BACKGROUND: A novel signal-averaged electrocardiogram (SAECG) device and a novel ambulatory SAECG device are clinically available, but reference values have not been established. This study aimed to validate the novel SAECG and the novel ambulatory-based SAECG devices by comparison with the conventional SAECG device. METHODS AND RESULTS: High-resolution SAECGs were recorded consecutively in 83 healthy volunteers using the 3 devices. A novel ambulatory SAECG device was used as real-time recording within 15 min for validation study (15 min ambulatory-based SAECG). We examined the concordance of positive results (at least 2/3 abnormal SAECG parameters) and negative results (0 or 1/3 abnormal parameters), as well as the correlations between SAECG parameters (filtered QRS duration [fQRS]); duration of low-amplitude signals < 40 μV in the terminal filtered QRS complex [LAS40]; root mean square voltage of the terminal 40 ms of the filtered QRS complex [RMS40]).
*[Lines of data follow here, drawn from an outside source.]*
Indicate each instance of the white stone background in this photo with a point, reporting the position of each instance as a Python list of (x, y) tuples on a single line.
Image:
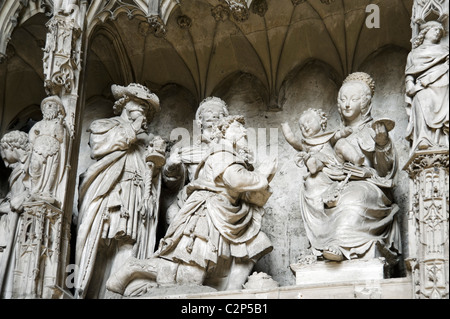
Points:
[(311, 86)]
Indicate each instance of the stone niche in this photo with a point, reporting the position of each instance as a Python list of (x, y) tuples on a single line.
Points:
[(311, 85)]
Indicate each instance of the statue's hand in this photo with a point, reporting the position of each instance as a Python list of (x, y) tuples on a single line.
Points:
[(381, 134), (342, 133)]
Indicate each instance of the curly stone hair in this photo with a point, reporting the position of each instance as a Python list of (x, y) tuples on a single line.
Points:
[(424, 28)]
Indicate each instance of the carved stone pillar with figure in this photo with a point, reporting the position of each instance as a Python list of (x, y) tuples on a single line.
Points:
[(427, 84)]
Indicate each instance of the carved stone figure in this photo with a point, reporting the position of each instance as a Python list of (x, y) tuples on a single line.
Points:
[(315, 146), (182, 163), (347, 209), (216, 237), (49, 140), (427, 84), (119, 194), (15, 151)]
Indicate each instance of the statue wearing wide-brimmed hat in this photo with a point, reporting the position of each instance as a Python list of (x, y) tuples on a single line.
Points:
[(119, 194)]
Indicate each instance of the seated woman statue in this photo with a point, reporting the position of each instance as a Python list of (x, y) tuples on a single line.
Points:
[(216, 237), (347, 208)]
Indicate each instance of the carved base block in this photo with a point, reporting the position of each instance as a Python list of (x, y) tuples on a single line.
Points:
[(332, 272)]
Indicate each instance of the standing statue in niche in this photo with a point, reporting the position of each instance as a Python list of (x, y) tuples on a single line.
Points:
[(317, 147), (427, 83), (346, 206), (15, 152), (182, 163), (119, 194), (49, 140), (218, 229)]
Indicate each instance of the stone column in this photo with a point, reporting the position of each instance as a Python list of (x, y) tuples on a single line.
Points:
[(44, 239), (428, 165), (428, 225)]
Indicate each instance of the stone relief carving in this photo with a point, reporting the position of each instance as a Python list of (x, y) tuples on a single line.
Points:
[(182, 162), (345, 201), (428, 223), (119, 194), (427, 84), (49, 141), (15, 152), (216, 238)]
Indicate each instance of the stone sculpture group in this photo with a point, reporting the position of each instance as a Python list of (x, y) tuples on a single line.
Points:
[(213, 236)]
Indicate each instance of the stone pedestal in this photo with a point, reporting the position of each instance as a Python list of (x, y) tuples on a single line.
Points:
[(322, 272), (38, 260)]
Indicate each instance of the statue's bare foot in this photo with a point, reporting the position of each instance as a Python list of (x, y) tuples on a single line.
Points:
[(133, 268), (333, 253)]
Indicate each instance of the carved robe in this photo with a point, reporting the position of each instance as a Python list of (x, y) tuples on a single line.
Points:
[(222, 216), (10, 223), (114, 207), (429, 107), (175, 178)]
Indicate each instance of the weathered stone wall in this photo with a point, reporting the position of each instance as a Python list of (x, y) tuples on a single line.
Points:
[(313, 85)]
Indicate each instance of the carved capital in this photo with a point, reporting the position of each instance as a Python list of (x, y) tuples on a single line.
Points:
[(239, 9), (422, 9), (61, 55)]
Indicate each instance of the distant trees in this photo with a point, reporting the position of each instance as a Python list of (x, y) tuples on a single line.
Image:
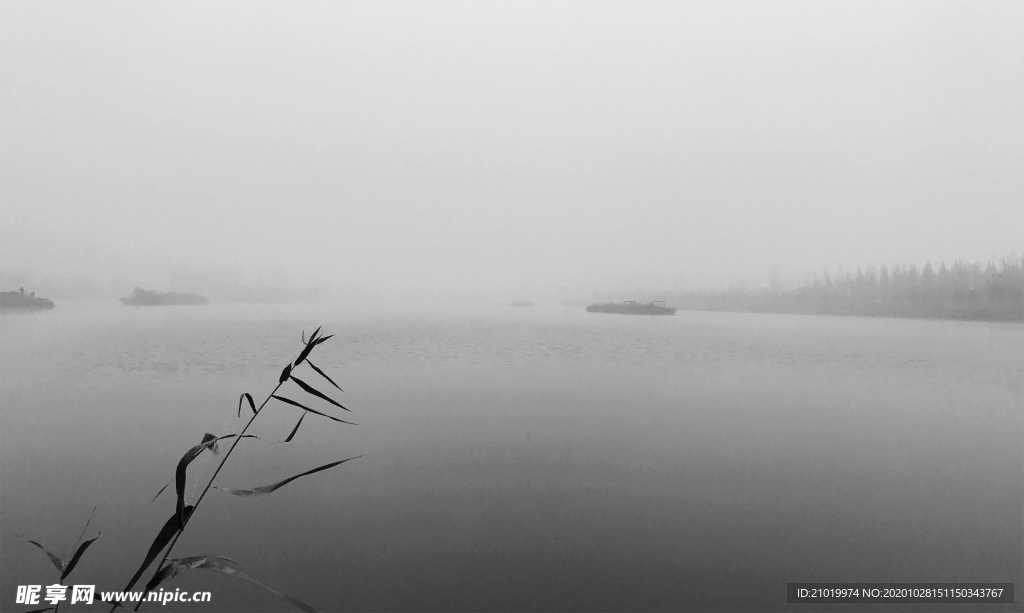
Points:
[(963, 291)]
Qualitative analysis showed excellent concordance among the novel SAECG, the 15 min ambulatory-based SAECG, and the conventional SAECG methods (novel SAECG vs. conventional SAECG = 94%; 15 min ambulatory-based SAECG vs. conventional SAECG = 91.6%; p = 0.755), while quantitative analysis indicated strong correlations between the novel SAECG and the conventional SAECG values for fQRS, LAS40, and LnRMS40 (r = 0.838-0.805, p < 0.0001, respectively). Strong correlations were also seen between 15 min ambulatory-based SAECG and conventional SAECG values for fQRS, LAS40, and RMS40 (r = 0.943-0.888, p < 0.0001, respectively). However, Bland-Altman quantitative analysis showed better agreement in fQRS and LnRMS40 measured by the 15 min ambulatory-based SAECG and the conventional SAECG than those by the novel SAECG and the conventional SAECG (fQRS, Lin's rho_c = 0.923 vs. 0757; RMS40, Lin's rho_c = 0.932 vs. 0.818, respectively). CONCLUSION: In healthy subjects, the parameters of either the novel SAECG or the 15 min ambulatory-based SAECG and those of the conventional SAECG were strongly correlated. Relatively good agreements were observed among 3 SAECGs, especially better between the 15 min ambulatory-based SAECG and the conventional SAECG probably due to similar measurement system of 2 methods.